Tsao Wan’s sartorial choices recall the most famous Chinese folk heroine: Hua Mulan. Made famous the world over by Disney, the legend of the warrior who disguised herself as a man to take her elderly father’s place during conscription has endured for nearly 2,000 years in Chinese culture. In Peking Opera Blues, though, Tsui signals a change in this dynamic. Tsao Wan’s dress is not a disguise, but a means for her to achieve her goals — goals which inherently require her to betray her father.
Cross-dressing prevails as commonplace across Peking Opera Blues wherein the members of Pat Neil’s father’s opera troupe follows the custom at the time and doesn’t allow women to perform on stage. In spite of all the far-fetched circumstances laid out in the film, Tsui imbues a lot of the mise-en-scène with historical facts and names, including the film’s title.
The Chinese title of the film (刀馬旦) — phonetically pronounced, dou ma dan — translates into sword horse actress. Importantly the final character used for “actress” specifically refers to the lead female role in Peking opera that were played by men, as per the order of the Qing dynasty who deemed women performing on stage as indecent. A sword horse actress was a particular type of dan in Peking opera, namely warriors typically on horseback who exhibit great physicality.

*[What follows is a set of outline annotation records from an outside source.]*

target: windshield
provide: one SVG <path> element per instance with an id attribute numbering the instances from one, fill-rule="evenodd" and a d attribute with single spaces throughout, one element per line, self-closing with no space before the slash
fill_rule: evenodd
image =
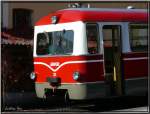
<path id="1" fill-rule="evenodd" d="M 37 55 L 70 55 L 73 52 L 73 31 L 43 32 L 37 35 Z"/>

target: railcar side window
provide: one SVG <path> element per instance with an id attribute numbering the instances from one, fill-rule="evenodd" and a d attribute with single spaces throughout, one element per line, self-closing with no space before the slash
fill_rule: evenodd
<path id="1" fill-rule="evenodd" d="M 98 27 L 96 24 L 88 23 L 86 25 L 87 46 L 89 54 L 97 54 L 98 46 Z"/>
<path id="2" fill-rule="evenodd" d="M 146 24 L 130 24 L 130 45 L 133 52 L 148 50 L 148 26 Z"/>
<path id="3" fill-rule="evenodd" d="M 70 55 L 74 33 L 71 30 L 44 32 L 37 35 L 37 55 Z"/>

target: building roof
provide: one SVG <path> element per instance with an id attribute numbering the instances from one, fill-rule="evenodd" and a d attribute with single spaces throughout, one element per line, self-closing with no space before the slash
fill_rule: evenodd
<path id="1" fill-rule="evenodd" d="M 7 32 L 1 32 L 1 44 L 9 45 L 30 45 L 33 46 L 33 39 L 16 37 Z"/>
<path id="2" fill-rule="evenodd" d="M 57 23 L 75 21 L 84 22 L 147 22 L 148 13 L 143 9 L 100 9 L 100 8 L 69 8 L 56 11 L 42 17 L 35 25 L 51 24 L 51 17 L 57 16 Z"/>

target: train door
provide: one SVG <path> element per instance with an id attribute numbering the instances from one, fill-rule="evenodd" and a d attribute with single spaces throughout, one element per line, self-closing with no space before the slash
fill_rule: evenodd
<path id="1" fill-rule="evenodd" d="M 121 25 L 103 25 L 105 79 L 109 85 L 109 95 L 124 92 L 122 69 Z"/>

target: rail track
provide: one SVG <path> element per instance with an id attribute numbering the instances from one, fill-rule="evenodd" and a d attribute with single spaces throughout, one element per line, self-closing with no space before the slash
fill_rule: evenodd
<path id="1" fill-rule="evenodd" d="M 2 112 L 111 112 L 148 106 L 148 98 L 144 96 L 70 101 L 66 103 L 62 98 L 52 97 L 48 100 L 42 100 L 36 97 L 30 98 L 27 95 L 16 95 L 12 99 L 4 99 L 4 101 Z"/>

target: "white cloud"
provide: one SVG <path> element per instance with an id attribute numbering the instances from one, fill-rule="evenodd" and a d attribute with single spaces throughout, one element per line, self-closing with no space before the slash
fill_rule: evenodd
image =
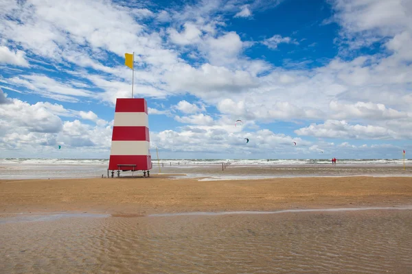
<path id="1" fill-rule="evenodd" d="M 396 132 L 374 125 L 350 125 L 345 121 L 327 120 L 324 123 L 312 123 L 295 131 L 297 135 L 321 138 L 354 139 L 397 139 Z"/>
<path id="2" fill-rule="evenodd" d="M 90 121 L 95 121 L 98 119 L 96 114 L 92 111 L 89 111 L 87 112 L 84 112 L 84 111 L 80 111 L 80 112 L 79 112 L 79 115 L 83 119 L 90 120 Z"/>
<path id="3" fill-rule="evenodd" d="M 249 138 L 247 145 L 245 138 Z M 299 144 L 294 147 L 293 142 Z M 165 130 L 150 133 L 152 147 L 170 151 L 206 152 L 229 153 L 232 156 L 262 154 L 270 150 L 271 153 L 281 152 L 289 155 L 310 153 L 310 142 L 299 138 L 284 134 L 275 134 L 268 129 L 255 132 L 230 132 L 222 128 L 194 125 L 186 127 L 180 132 Z"/>
<path id="4" fill-rule="evenodd" d="M 382 103 L 356 102 L 354 104 L 341 103 L 332 101 L 329 104 L 331 110 L 335 113 L 332 117 L 336 119 L 348 118 L 364 118 L 370 120 L 399 119 L 412 116 L 412 114 L 399 112 L 392 108 L 387 108 Z"/>
<path id="5" fill-rule="evenodd" d="M 242 10 L 235 14 L 234 17 L 249 17 L 252 15 L 249 8 L 249 5 L 244 5 L 240 7 Z"/>
<path id="6" fill-rule="evenodd" d="M 179 101 L 174 108 L 183 113 L 190 114 L 206 111 L 204 105 L 201 105 L 199 108 L 196 104 L 190 103 L 185 100 Z"/>
<path id="7" fill-rule="evenodd" d="M 277 49 L 277 45 L 280 43 L 298 44 L 296 40 L 292 39 L 290 37 L 282 37 L 279 34 L 275 34 L 270 38 L 264 40 L 261 42 L 271 49 Z"/>
<path id="8" fill-rule="evenodd" d="M 93 92 L 76 88 L 68 84 L 62 84 L 46 75 L 35 75 L 14 76 L 9 78 L 8 84 L 27 88 L 28 90 L 49 98 L 60 101 L 78 101 L 76 97 L 93 97 Z"/>
<path id="9" fill-rule="evenodd" d="M 0 105 L 10 103 L 11 101 L 7 98 L 1 88 L 0 88 Z"/>
<path id="10" fill-rule="evenodd" d="M 8 131 L 16 127 L 41 133 L 57 133 L 61 130 L 60 119 L 49 112 L 41 103 L 30 105 L 17 99 L 13 99 L 12 102 L 0 105 L 2 128 Z"/>
<path id="11" fill-rule="evenodd" d="M 188 116 L 174 116 L 174 119 L 180 123 L 192 124 L 192 125 L 213 125 L 213 118 L 209 115 L 205 115 L 203 113 L 198 114 L 193 114 Z"/>
<path id="12" fill-rule="evenodd" d="M 17 50 L 11 51 L 8 47 L 0 46 L 0 64 L 10 64 L 20 66 L 29 66 L 29 62 L 25 58 L 25 52 Z"/>
<path id="13" fill-rule="evenodd" d="M 172 42 L 175 44 L 185 45 L 201 41 L 202 32 L 194 24 L 185 23 L 183 27 L 185 30 L 180 33 L 174 29 L 170 28 L 168 29 Z"/>
<path id="14" fill-rule="evenodd" d="M 156 108 L 148 108 L 148 114 L 154 114 L 154 115 L 161 115 L 161 114 L 165 114 L 165 115 L 168 115 L 170 114 L 170 112 L 169 110 L 157 110 Z"/>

In Peking Opera Blues, Tsui depicts the dans of the opera troupe as flamboyant men who dazzle on stage and act catty off. He also grants moments to these performers showing the harassment they encounter, especially from the powerful men who come to watch them on stage. As with his recall of Mulan, Tsui updates a tradition’s old concept, this time laying bare the reality of these performers.
It’s almost as if Tsui makes a case for how the old and new can be embraced together as one. How a change in society isn’t necessarily for the worse, but potentially for the better, if an effort is made to adapt and improve upon the old. But for all of Tsui’s artistic arrows arguably pointing towards an amenable future, he offers a warning sign as well.
Tsao Wan fought to ensure that the monarchy of the Qing dynasty was extinguished for good — that China would enter into a republic without the draconian weight of the past contaminating the future. While the film doesn’t go beyond the singular mission, Hong Kong audiences in 1986 were aware of what awaited China and its people after Tsao Wan’s victory: famine, persecution, totalitarianism, violence, censorship. The excitement of Pat Neil and Sheung Hung exploring the globe eventually becomes a bittersweet moment knowing that the governing Chinese Communist Party would close the country off to the world for decades.
“Things are pretty good here, why would you leave?”
A film like Peking Opera Blues would be near impossible to make in Hong Kong today. Displays of corruption among Chinese government officials, stupidity and depravity of generals, overt same-sex desires from officials, torture against a revolutionary, a revolutionary — China’s Central Propaganda Department would have lost their minds. Which makes Tsui’s film all the more necessary when considering Hong Kong’s classic cinema. It’s a film that entertains regardless of time or place, but for a city that held their breath awaiting their fate, Peking Opera Blues offered a hilarious, action-filled, dramatic mirror to confront their feelings, no matter how mixed, conflicted, or messy they were.